It’s been talked about and debated for decades, but starting this year, residents throughout most of the Town of Harrison will reap the benefits of competing cable companies offering high-speed Internet, telephone and television service.
After a public hearing on June 19, the Harrison Town Council unanimously approved an agreement with Verizon FIOS to offer its fiber-optic cable in neighborhoods once monopolized by Cablevision Systems Corp. Pending approval by the state Public Service Commission, Harrison residents could begin switching from Cablevision to Verizon as early as the fall.
More than 100 residents attended Thursday’s public hearing, with most of the speakers voicing their support for cable choices within the town. Pamela Goldstein, assistant general counsel for Verizon, said, “We’re delighted to appear before you and to be taking this historic first step toward allowing Verizon to provide video choice and competition to Harrison consumers for the first time in over 40 years.”
The franchise agreement includes a variety of cable options including high definition television channels, digital video recorders and pay per view choices
Cablevision, currently the sole provider of cable services throughout Harrison, argued that residents would experience some downsides with the arrival of Verizon to the town. Adam Falk, Cablevision’s vice president for government affairs, told the town board that Verizon is not obligated to offer service to every resident of Harrison where the infrastructure does not already exist. And, according to Falk, Verizon will not offer as many channels as Cablevision does on its free service to public buildings at 39 sites in the town of Harrison, which includes schools, police headquarters, fire stations, libraries and municipal buildings.
“It’s very clear the benefit being provided by Verizon is significantly less than the benefit offered by Cablevision,” Falk told town council members. “We have the right to have competition provided fairly and equally.”
As a result of Verizon’s deal, Cablevision has asked the Town of Harrison to modify its long-term service agreement so that it more closely matches Verizon’s six-year agreement.

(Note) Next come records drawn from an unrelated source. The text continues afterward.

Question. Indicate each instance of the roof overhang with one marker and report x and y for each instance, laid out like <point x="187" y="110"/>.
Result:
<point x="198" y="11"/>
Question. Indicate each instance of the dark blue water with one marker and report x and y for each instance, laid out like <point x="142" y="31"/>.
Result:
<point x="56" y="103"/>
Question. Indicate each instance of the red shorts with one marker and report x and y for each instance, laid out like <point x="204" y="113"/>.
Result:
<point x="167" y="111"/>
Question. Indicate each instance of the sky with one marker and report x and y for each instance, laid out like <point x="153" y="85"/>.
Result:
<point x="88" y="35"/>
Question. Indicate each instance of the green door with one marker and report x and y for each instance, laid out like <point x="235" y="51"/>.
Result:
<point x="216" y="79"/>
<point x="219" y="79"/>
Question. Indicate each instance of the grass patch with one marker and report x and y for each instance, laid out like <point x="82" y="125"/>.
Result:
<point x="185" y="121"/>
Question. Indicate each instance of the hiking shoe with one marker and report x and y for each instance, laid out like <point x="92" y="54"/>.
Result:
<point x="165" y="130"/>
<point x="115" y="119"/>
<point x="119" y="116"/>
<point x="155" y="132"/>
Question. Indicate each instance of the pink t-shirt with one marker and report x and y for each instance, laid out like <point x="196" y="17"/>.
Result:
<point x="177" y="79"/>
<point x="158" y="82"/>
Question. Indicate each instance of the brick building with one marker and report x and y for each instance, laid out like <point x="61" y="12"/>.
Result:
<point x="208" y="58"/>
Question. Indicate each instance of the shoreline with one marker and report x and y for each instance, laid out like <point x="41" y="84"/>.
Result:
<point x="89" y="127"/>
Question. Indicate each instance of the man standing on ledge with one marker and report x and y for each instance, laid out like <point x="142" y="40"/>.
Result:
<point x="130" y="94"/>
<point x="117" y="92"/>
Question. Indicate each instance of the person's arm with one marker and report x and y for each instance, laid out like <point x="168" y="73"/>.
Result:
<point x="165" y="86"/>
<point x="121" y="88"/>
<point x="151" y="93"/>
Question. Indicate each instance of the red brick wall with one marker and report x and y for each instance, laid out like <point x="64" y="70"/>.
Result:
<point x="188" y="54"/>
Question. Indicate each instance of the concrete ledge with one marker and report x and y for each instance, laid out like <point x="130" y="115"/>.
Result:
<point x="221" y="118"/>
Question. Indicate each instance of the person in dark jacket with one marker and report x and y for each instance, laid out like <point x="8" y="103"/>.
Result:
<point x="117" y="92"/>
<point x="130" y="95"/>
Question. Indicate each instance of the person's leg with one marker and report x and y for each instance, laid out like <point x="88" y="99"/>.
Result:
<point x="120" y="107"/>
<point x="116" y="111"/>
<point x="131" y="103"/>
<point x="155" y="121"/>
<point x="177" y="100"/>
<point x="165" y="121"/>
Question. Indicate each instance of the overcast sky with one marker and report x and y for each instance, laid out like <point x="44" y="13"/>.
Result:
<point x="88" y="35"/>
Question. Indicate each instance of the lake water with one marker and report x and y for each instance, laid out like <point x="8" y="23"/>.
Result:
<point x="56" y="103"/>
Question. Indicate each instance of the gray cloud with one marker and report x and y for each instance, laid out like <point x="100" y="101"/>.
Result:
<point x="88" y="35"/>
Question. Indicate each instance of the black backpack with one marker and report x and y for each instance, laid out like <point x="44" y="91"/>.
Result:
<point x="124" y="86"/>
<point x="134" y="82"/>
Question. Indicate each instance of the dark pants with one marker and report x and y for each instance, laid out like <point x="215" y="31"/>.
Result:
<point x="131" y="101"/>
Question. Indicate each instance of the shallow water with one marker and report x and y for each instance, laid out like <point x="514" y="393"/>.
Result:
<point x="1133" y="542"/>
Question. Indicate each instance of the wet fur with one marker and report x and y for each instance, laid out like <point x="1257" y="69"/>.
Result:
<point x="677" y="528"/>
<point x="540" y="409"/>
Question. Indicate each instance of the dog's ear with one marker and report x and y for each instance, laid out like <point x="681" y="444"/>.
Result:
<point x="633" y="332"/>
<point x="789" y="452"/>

Goldstein argued that the Public Service Commission’s so-called “level playing field” rule allows differences in franchise terms for different companies while they introduce cable service to a community.

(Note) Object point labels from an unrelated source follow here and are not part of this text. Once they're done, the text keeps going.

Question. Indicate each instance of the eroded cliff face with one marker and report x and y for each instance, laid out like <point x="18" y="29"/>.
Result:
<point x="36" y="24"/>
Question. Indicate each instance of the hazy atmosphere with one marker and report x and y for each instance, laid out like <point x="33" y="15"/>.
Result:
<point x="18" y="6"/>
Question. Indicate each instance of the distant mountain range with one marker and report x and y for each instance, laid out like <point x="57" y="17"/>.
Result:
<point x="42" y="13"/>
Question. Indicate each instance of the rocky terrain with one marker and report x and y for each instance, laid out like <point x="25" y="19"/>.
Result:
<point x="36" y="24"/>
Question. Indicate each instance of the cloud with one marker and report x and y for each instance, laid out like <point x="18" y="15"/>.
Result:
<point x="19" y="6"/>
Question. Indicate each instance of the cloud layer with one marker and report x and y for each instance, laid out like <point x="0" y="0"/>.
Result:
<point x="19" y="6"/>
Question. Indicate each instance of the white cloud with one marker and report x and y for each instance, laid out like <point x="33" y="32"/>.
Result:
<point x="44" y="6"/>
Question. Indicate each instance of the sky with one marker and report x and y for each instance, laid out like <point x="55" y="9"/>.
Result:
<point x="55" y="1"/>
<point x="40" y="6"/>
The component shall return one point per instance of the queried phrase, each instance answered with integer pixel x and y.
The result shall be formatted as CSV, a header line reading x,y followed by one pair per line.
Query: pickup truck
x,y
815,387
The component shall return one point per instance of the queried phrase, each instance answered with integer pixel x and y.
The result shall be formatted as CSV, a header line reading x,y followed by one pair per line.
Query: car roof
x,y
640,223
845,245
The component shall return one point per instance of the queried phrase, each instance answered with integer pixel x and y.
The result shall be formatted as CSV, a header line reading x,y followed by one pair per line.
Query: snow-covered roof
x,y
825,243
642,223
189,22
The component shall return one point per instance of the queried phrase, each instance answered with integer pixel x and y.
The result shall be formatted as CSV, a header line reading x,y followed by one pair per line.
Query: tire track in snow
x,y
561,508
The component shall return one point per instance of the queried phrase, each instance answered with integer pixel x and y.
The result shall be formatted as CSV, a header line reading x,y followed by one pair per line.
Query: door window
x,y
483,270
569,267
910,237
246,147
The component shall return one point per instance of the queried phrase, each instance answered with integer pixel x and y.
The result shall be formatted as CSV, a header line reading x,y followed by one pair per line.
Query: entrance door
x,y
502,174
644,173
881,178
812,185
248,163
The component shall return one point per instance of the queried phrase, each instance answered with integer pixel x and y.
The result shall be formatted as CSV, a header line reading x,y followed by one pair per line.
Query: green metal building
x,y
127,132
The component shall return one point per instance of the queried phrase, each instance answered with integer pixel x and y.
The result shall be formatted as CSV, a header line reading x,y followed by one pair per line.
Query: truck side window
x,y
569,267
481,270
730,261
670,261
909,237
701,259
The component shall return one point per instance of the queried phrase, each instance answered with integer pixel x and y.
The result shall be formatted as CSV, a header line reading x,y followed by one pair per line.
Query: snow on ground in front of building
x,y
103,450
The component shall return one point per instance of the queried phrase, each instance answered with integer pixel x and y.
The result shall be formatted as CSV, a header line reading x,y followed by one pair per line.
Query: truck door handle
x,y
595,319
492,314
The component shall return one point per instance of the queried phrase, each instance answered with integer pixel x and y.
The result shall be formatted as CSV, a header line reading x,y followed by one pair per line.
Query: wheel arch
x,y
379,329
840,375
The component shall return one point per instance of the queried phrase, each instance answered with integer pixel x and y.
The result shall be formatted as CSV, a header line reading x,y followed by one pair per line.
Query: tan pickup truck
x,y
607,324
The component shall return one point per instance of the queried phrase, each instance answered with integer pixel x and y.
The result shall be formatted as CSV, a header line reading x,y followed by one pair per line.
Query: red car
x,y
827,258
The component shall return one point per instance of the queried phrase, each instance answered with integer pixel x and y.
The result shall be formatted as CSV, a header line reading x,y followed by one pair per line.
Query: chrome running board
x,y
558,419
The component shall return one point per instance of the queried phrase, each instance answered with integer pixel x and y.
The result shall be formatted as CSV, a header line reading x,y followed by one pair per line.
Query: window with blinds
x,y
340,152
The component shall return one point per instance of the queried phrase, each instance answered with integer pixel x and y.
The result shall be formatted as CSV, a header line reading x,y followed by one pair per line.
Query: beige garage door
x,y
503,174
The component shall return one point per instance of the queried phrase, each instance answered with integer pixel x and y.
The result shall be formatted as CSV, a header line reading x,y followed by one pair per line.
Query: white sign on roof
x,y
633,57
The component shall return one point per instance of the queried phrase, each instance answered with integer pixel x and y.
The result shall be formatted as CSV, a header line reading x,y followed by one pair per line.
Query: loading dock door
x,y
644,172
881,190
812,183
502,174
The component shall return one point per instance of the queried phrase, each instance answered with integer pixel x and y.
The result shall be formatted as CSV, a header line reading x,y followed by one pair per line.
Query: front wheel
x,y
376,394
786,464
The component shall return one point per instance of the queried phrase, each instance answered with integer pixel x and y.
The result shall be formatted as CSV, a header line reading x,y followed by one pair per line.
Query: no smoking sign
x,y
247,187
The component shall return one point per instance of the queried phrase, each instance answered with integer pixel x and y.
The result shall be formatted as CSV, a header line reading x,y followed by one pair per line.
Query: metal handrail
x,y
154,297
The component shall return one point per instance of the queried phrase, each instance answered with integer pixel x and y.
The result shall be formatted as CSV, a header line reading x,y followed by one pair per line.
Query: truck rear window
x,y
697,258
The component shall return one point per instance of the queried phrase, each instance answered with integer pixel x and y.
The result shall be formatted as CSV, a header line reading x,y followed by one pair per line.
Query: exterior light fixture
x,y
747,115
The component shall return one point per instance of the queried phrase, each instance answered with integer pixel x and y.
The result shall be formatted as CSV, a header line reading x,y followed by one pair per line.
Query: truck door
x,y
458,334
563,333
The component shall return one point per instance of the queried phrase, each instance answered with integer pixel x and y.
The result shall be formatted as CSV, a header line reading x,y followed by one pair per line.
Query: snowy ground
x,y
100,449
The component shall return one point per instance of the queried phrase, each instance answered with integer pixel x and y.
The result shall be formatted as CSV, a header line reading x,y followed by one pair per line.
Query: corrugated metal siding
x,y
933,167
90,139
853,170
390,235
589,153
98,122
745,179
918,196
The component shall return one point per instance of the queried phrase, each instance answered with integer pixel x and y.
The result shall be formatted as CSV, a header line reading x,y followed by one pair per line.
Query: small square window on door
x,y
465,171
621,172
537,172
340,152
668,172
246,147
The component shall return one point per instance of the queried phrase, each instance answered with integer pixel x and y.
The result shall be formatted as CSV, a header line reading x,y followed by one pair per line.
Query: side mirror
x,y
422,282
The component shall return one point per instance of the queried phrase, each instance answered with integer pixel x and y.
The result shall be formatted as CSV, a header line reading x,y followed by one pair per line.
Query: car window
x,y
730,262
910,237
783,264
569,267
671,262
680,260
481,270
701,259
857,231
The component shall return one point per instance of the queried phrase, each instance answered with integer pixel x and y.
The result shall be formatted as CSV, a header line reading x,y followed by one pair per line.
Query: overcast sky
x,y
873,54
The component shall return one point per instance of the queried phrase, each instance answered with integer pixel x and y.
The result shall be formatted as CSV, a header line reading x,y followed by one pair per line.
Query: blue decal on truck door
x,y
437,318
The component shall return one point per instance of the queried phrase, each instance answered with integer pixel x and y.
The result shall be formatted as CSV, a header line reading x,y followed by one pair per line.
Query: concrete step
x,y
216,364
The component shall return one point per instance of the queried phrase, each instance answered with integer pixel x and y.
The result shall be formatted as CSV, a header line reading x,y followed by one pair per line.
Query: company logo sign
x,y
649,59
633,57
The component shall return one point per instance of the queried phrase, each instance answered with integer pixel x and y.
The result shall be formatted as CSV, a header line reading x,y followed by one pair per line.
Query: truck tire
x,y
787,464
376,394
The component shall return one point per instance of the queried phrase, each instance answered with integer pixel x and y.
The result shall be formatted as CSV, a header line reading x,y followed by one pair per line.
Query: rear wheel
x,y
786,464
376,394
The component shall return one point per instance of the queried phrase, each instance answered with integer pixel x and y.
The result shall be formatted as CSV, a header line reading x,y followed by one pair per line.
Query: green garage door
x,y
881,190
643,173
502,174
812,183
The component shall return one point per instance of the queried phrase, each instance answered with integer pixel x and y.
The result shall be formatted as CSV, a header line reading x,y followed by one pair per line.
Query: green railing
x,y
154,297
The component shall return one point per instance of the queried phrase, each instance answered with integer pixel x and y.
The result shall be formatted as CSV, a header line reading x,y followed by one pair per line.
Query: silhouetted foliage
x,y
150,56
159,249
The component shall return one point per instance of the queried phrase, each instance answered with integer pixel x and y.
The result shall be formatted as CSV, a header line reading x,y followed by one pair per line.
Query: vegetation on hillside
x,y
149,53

But in a statement, Cablevision spokeswoman Janet Meahan countered that “Verizon has shortchanged Harrison residents by denying them all the benefits afforded to Town/Village residents from Cablevision as part of its franchise. Cablevision will continue to compete vigorously and also take the necessary steps to ensure that competition remains on a level playing field.”
During Thursday’s public hearing, resident Bob Funck said Verizon installed the infrastructure to provide cable service to his Harrison housing complex about eight years ago but inexplicably never got approval to switch service on. In every surrounding community, the full range of services was available, Funck said.
Dr. Beth Lieberman of West Harrison said she’s complained about Cablevision’s service, and the lack of competition, for many years. “Our Cablevision bill is over $200-a-month just for TV,” Lieberman said. “I’m really incensed (Verizon) FIOS has not been able to give me a choice.”
Daryn Beringer of Purchase said it’s important that she has affordable, high-quality cable service including high-speed Internet to operate her global business. “Our taxes continue to rise, as do our fixed expenses,” Beringer said. “I’m certainly hoping tonight we can resolve this and get fair trade service.”
Village Attorney Jonathan Kraut said that the franchise agreement with Verizon initially extends new cable choices to more than 91 percent of Harrison residents. Under the town agreement still subject to PSC approval, 100 percent service is expected after five years.
“Competition for part of the town is better than no competition at all,” Funck said.
Mayor Ron Belmont and the Town Council invited Verizon to propose a franchise agreement after repeated requests from residents to have cable service alternatives in Harrison.
Belmont thanked Thursday’s audience for “your persistence in helping us get this done.”